Upgrading the ODM to a newer version didn’t help much. It took over 2.5 hours to remove all of the hdiskpower devices, followed by installing 3 additional ones. A reboot of the AIX system didn’t help either. Upon scouring the web, I have found a few places which indicate the following procedure should fix up the issue (at the moment this is untested). I’ll be validating this information within the next week.
Procedure
* Shutdown the Application(s), Database(s), etc and varyoff all Volume Groups (VGs) except rootvg. This can be confirmed with lsvg -o
* If EMC Solutions Enabler is running, disable with stordaemon shutdown all -immediate
* Remove paths from the PowerPath Configuration –> powermt remove hba=all
* Delete all Symmetrix Disks –> lsdev -CtSYMM* -Fname |xargs -n1 rmdev -dl
* Delete all hdiskpower devices –> rmdev -dl powerpath0
* Confirm they’re gone with –> lsdev -Cc disk
(no symmextrix nor hdiskpower devices should exist)
* Remove all fibre devices instances -> rmdev -Rdl fscsi0
(repeat for others like fscsi1 etc)
* Verify fibre adapters are gone –> lsdev -Cc adapter
(no fscsi should exist)
* Put the hba devices into a defined state –> rmdev -l fcsX
(replace x with 0, 1 etc)
* Scan the bus –> emc_cfgmgr
or cfgmgr -vl fcsX
NOTE: emc_cgrmgr is a script downloadable from EMC’s website
* Configure all of the EMC devices into PowerPath –> powermt config
* Some final checks –> powermt display
& powermt display dev=all
& lsdev -Cc disk
* Finally save your changes with –> powermt save
MPIO settings (if applicable) may have to be put in again. If so, they can be changed like so:
chdev -l fscsiX -a dyntrk=yes -a fc_err_recov=fast_fail
(repeat for other adapters)
A reboot should NOT be necessary. However, I’ll confirm and update within a week. No reboot is required for this procedure.
= Varying degrees of success =
No issues up until “rmdev -dl powerpath0”. Got this response instead:
rmdev -dl powerpath0
Method error (/etc/methods/ucfgpower):
0514-062 Cannot perform the requested function because the
specified device is busy.
Hence, done the lsdev -Cc disk
option. It listed the two local SAS drives, and the 3000+ hdiskpower devices (all of the hdiskpower devices were in a Defined state). Hence, attempted a manual removal of those with the following line of code:
lsdev -Cc disk | grep hdiskpower | awk {'print "rmdev -dl " $1'} | sh
This slowly started to delete each of them one at a time. Time for a coffee break apparently!

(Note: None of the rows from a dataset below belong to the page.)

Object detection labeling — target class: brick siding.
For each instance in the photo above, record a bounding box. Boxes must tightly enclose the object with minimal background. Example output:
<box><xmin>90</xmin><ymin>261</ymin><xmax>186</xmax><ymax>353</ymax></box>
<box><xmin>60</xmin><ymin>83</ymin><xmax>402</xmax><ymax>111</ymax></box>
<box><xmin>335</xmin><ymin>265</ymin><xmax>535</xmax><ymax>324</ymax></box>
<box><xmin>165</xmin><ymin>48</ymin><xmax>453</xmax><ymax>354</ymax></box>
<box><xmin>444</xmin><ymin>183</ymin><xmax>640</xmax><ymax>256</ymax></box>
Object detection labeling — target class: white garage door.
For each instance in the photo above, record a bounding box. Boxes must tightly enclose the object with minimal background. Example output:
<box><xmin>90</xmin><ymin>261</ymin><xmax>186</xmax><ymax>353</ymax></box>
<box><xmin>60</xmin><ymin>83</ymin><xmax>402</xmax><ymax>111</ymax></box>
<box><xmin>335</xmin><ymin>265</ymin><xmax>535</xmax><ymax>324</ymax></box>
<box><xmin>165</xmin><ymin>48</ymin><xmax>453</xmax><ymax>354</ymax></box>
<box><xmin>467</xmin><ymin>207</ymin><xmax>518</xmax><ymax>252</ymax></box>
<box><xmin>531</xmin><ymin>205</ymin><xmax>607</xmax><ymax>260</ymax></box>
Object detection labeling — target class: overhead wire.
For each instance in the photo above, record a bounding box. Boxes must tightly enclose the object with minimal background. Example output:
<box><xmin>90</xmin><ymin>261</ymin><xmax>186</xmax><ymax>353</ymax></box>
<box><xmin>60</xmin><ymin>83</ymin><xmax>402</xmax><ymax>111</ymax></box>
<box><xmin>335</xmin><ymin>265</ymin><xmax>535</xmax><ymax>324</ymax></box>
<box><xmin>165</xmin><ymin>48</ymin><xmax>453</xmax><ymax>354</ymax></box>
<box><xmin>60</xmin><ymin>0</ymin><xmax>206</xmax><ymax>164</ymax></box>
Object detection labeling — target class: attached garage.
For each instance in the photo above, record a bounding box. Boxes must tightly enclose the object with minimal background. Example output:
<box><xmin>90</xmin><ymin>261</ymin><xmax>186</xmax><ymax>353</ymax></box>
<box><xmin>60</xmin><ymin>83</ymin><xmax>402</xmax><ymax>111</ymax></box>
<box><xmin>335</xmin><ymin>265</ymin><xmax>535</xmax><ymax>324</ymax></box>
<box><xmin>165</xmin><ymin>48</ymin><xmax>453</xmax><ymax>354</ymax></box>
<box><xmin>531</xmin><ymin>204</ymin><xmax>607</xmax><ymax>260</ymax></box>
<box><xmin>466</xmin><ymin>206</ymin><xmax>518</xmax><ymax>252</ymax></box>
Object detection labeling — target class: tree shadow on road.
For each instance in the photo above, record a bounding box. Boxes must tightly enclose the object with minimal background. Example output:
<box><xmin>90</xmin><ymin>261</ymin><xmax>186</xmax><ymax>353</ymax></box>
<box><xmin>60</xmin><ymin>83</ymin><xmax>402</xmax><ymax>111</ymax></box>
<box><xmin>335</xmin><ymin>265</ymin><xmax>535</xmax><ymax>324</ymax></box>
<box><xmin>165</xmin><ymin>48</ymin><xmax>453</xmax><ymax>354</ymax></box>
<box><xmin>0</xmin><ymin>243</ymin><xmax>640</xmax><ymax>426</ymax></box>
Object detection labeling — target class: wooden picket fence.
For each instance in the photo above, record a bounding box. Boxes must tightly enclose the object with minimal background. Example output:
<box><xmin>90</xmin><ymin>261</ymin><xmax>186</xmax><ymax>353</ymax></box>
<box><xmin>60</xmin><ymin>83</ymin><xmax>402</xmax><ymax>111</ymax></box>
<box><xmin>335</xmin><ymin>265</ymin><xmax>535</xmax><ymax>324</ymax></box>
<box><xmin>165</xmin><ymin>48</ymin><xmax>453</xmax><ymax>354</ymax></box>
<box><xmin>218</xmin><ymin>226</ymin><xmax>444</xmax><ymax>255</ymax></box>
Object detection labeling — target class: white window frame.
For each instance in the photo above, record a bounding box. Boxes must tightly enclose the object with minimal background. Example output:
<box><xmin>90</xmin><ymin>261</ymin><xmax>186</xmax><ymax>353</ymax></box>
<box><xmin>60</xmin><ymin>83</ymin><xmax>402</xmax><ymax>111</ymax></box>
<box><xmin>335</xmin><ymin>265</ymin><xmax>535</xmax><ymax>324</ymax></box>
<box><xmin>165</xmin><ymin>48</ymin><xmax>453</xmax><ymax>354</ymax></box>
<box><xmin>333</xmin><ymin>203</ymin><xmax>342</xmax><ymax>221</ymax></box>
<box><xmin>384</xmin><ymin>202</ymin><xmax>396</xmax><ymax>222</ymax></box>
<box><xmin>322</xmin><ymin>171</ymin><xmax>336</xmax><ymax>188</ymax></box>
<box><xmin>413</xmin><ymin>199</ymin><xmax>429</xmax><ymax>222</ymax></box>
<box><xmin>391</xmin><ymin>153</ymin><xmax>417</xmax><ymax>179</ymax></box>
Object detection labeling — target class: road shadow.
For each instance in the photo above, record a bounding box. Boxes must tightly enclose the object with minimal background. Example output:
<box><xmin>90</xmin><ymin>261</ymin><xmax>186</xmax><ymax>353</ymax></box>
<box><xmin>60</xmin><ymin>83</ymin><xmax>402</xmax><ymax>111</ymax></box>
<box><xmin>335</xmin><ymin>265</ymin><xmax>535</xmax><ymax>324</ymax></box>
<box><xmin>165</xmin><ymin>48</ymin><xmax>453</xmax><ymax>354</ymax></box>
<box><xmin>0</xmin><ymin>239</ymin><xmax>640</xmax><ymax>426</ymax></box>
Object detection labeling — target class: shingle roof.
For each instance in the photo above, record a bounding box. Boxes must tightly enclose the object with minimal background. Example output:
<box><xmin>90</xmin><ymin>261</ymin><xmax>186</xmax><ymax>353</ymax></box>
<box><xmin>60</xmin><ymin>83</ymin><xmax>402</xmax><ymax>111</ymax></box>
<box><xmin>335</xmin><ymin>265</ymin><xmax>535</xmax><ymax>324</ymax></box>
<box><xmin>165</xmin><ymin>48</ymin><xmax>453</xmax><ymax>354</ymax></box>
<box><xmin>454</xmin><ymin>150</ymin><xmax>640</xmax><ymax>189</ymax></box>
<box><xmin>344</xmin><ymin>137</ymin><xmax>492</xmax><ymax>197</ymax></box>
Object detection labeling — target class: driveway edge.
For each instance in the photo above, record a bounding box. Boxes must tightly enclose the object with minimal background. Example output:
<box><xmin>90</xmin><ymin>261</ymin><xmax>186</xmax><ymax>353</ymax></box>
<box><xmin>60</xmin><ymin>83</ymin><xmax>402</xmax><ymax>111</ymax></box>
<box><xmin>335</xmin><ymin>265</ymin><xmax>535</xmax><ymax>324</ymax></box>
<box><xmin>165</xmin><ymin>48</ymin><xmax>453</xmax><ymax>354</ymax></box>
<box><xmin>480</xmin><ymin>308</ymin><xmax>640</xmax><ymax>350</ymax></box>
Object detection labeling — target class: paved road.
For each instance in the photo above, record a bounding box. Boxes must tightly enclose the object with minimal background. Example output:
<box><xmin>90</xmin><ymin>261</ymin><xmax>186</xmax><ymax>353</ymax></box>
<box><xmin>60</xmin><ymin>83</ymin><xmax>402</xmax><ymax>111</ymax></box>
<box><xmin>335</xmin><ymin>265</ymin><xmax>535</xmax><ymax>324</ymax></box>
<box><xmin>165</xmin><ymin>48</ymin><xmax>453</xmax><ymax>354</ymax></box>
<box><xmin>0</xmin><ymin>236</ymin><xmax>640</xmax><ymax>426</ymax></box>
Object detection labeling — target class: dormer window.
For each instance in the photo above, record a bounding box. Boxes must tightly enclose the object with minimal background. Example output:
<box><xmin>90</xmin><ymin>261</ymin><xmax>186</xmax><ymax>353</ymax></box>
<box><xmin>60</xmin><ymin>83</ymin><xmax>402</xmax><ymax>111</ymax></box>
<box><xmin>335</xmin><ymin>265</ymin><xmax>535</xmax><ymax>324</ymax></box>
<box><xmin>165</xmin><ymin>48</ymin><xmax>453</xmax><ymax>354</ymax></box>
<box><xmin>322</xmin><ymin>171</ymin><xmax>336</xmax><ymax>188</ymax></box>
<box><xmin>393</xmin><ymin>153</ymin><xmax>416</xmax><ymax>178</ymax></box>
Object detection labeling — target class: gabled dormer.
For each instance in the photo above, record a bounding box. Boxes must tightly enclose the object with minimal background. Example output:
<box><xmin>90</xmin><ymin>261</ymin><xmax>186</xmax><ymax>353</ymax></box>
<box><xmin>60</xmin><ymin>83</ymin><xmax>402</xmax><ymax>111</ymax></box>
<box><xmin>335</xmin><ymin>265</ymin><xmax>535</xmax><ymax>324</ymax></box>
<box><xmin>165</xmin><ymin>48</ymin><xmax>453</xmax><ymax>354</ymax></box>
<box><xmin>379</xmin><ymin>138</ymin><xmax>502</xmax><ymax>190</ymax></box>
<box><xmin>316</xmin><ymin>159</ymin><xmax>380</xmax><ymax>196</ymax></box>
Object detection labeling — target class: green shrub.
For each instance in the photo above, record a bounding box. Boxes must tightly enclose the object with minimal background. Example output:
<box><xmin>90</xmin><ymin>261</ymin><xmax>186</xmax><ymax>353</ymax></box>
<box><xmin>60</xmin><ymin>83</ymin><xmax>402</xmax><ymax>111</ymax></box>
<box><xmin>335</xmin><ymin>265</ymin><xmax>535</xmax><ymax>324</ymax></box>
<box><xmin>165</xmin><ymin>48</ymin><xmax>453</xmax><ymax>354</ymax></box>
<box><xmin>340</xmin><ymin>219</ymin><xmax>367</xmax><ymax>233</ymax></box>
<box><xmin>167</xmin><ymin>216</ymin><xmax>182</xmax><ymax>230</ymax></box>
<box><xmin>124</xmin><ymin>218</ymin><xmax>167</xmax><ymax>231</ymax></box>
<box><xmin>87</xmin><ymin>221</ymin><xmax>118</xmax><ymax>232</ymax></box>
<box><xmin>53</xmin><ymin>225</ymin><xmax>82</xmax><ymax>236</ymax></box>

Once the 3135 hdiskpower devices were deleted, the rmdev -dl powerpath0
command worked as expected. Rest of the procedure worked as planned. Lastly set the MPIO settings with the command:
chdev -l fscsi0 -a dyntrk=yes -a fc_err_recov=fast_fail -P
chdev -l fscsi1 dyntrk=yes -a fc_err_recov=fast_fail -P
MPIO settings took effect after reboot.
NOTE: If you wish to make the settings active without a reboot, you have to remove the hdisk (and hdiskpower) devices (and hba child device fscisX), then make the MPIO settings change, followed by running a emc_cfgmgr
. This will re-discover all of the hdisk and hdiskpower devices. Personally, as everything is already down, it’s probably alot easier to just reboot the system.